Senegalese Marine Commandos complete U.S. Marine, Sailor training
Senegalese Companie de Fusilier Marine Commandos celebrated the conclusion of a five-week training engagement with Special-Purpose Marine Air-Ground Task Force Africa Marines and Sailors during a graduation ceremony in Toubacouta, Senegal, May 9, 2013.
The graduation was to recognize more than 45 commandos who completed the light infantry tactics and maritime security operations engagement. The engagement was designed to help them prepare for possible deployments and maintain security within Senegal.

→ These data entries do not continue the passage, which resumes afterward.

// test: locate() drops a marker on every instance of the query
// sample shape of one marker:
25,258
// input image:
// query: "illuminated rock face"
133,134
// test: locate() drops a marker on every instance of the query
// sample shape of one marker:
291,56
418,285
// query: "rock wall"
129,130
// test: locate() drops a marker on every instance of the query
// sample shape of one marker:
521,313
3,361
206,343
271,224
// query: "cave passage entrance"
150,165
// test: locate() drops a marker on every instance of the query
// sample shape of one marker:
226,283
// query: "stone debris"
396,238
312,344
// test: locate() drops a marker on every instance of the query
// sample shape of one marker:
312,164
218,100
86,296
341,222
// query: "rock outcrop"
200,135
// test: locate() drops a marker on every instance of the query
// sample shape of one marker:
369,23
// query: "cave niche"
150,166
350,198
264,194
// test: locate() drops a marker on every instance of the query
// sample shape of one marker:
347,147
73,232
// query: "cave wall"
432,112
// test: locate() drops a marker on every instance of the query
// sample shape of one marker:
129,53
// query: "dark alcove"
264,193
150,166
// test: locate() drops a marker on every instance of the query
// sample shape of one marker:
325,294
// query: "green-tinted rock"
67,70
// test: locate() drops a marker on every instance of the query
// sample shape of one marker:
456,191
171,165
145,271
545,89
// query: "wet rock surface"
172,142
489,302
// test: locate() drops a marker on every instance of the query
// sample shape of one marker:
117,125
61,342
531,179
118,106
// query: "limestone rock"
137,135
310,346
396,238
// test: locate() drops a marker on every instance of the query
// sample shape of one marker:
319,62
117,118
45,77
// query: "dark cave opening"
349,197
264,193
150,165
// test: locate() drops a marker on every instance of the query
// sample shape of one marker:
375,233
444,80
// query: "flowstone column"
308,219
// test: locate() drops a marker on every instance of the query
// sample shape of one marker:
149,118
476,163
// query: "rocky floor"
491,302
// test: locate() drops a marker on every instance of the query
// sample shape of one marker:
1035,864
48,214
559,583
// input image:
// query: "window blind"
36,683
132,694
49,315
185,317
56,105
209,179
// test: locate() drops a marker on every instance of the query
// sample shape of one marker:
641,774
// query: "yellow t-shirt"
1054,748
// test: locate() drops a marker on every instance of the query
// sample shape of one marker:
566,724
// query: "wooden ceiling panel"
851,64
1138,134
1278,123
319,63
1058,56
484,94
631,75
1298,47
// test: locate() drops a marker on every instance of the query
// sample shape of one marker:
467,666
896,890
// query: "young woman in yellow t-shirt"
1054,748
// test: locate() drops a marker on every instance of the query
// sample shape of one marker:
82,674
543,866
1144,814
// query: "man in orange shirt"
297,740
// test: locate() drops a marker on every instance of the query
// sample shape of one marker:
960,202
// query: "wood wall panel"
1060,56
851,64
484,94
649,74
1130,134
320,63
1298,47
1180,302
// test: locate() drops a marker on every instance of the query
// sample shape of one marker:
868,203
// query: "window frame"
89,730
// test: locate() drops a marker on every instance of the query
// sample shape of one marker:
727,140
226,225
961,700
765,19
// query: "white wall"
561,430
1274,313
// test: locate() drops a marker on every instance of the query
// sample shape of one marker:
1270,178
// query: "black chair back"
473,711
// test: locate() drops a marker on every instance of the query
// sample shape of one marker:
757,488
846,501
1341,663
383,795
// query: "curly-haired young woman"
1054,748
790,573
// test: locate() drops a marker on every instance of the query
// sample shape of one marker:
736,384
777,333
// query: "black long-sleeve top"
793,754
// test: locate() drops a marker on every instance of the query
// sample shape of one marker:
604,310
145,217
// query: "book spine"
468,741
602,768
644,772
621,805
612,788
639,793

It was hot and dry as U.S. Marines and Sailors stood in formation alongside their commando students near the banks of the river they had been training on for a month.
“We’re finally here on graduation day,” said Maj. Mike Berentson, Special-Purpose MAGTF Africa team leader from Burlington, Wash.
“I know it has been a long five weeks since we started,” he said. “I want to thank you for your enthusiasm and motivation. From day one in the swimming pool to now, you have made great improvements.”
Those improvements were measured during the final week of training where a final exercise tested the commandos’ retention of the training. It was here the instructors took a step back and observed the actions and decisions of the commandos. In some scenarios the instructors played the part of antagonists.
“We had trained them in basic operations and basic scenarios using a crawl, walk, run approach and this was the walk phase,” said Navy Lt. Jonathan Piaz, Special-Purpose Marine MAGTF Africa 13 riverine detachment officer-in-charge.
“I think they did extremely well,” said the Cathedral City, Calif., native. “Especially at the individual level, which was the crawl phase. They grasped the concepts, understood them and applied them. It got to a point where they were correcting their own mistakes and taking the reigns.”
Piaz explained this initiative was expected to return with the commandos to their respective units and continue to train those who could not attend the five-week course. This way they can continue to improve their readiness on their own, so when the next course is available they will be ready for more advanced training.
“We’ve only been out here a short time but we’ve had a lot of positive experiences and have come away better,” Piaz said.
Before the conclusion of the ceremony, Berentson offered a final piece of advice to the commandos.
“Now we are sorry to say goodbye and wish we could stay,” he said. ”That doesn’t mean the training stops. The training must continue. Take what you have learned and continue to practice and train. Know your strengths and weaknesses and build those weaknesses and turn them into strengths.”
Special-Purpose MAGTF Africa strengthens U.S. Marine Corps Forces Africa and U.S. Africa Command’s ability to assist partner nations. The approximately 150 U.S. Marines and Sailors conduct security force assistance, military-to-military engagements and are trained to provide support to crisis response.